I used a recipe from Jo’s Health Corner, a site that I highly recommend.  Jo has tons of neat ideas for natural health products.

Hard Lotion Bar Recipe

Ingredients

1 part each

Melt all ingredients together, pour in molds, let set until hard, unmold, and you’re done!

I used plantain infused olive oil, almond oil would probably work nicely as well.  I made one batch with cocoa butter and one with shea butter, just to compare.  For the wax, I used granules from Frontier, but will probably switch to some sort of unrefined beeswax in the future because it is more therapeutic.

Here’s a shot of all the ingredients as they begin to melt.  In this batch, I used two ounces by weight or volume of each ingredient.  I weighed the wax and cocoa butter, and used a liquid measure for the oil.

hard lotion ingredients

When everything has melted completely, pour the liquid into molds of your choice. I had molds available that I used for melt and pour soap making. You could also use muffin tins or some other small container. 6 ounces of product filled two molds completely and one partial mold.

Hard lotion in liquid form

After several hours, the lotion will be firm and hard and should release easily from the mold.

Hard lotion done

My mold set has a lot of fun shapes.  I’m rather fond of the basic oval bars, but the boys like the stars and moons better.  I bought these years ago at a local craft store, but there are some super cute molds available now like this fish, frog and turtle mold.

hard lotion bars

Shea Butter Lotion Bars

Both the shea butter and cocoa butter work well for moisturizing.  I find the shea butter bars to be a little tackier and take longer to absorb into the skin.  They also smell a bit “planty”, not bad, just not as good (to me) as the cocoa butter.

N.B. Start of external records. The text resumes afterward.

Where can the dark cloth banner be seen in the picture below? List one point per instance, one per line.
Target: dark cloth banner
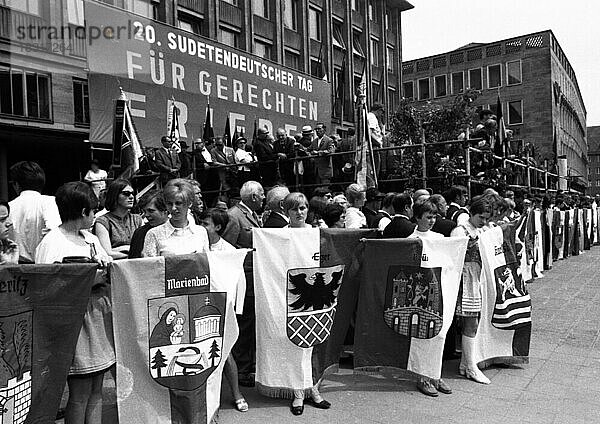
(41, 313)
(175, 324)
(305, 287)
(407, 299)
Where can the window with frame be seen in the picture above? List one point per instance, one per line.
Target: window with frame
(408, 89)
(357, 45)
(389, 58)
(475, 79)
(81, 102)
(291, 59)
(513, 72)
(424, 90)
(374, 51)
(24, 93)
(261, 8)
(28, 6)
(458, 82)
(228, 37)
(314, 24)
(515, 112)
(494, 76)
(290, 14)
(262, 49)
(440, 85)
(189, 23)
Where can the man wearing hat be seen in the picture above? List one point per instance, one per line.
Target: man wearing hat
(322, 146)
(264, 149)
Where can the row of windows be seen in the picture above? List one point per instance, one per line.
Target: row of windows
(28, 94)
(474, 80)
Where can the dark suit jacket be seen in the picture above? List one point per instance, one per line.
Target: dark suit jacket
(239, 233)
(399, 227)
(165, 161)
(443, 226)
(275, 221)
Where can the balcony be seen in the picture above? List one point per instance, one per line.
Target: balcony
(230, 14)
(197, 6)
(22, 28)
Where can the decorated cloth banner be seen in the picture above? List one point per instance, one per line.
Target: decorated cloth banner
(41, 313)
(504, 331)
(175, 324)
(407, 301)
(305, 291)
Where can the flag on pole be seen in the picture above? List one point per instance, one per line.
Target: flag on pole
(407, 301)
(180, 328)
(127, 148)
(305, 290)
(41, 313)
(208, 134)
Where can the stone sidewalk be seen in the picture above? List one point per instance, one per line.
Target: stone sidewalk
(561, 384)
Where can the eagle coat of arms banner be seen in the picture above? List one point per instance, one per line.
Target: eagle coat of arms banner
(174, 324)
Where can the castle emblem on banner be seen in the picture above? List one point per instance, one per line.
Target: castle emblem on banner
(312, 299)
(185, 338)
(15, 367)
(413, 301)
(513, 303)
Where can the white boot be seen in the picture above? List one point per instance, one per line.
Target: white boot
(468, 363)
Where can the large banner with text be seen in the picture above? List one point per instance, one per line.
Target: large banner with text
(155, 63)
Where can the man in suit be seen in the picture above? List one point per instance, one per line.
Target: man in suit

Cocoa butter hard lotion bar

Cocoa Butter Hard Lotion Bar

The cocoa butter bars smell good enough to eat!  My younger son loved the smell so much I caught him rubbing the bar all over himself after he got out of the shower – even in his armpits.  I had been using the bars as a lip balm, too…oops…  The next time I made a batch, I poured some into smaller containers to use as lip balm, and made my son his own special bar.

I hope you enjoy this recipe as much as we do.  This one’s a keeper in our house!  Please pass the post along if you find it helpful, and leave a comment if you have any questions or ideas.

Update: – You can find these ingredients (and containers and molds) at Mountain Rose Herbs (link below), amazon.com (linked within the post), soaperschoice.com, and many other sites around the web.  I do have affiliate accounts with Mountain Rose and Amazon, so I get a small payment if you purchase from either through the links below.  Keep in mind that two ounces of each ingredient made three bars, so a bulk purchase would make a LOT of bars.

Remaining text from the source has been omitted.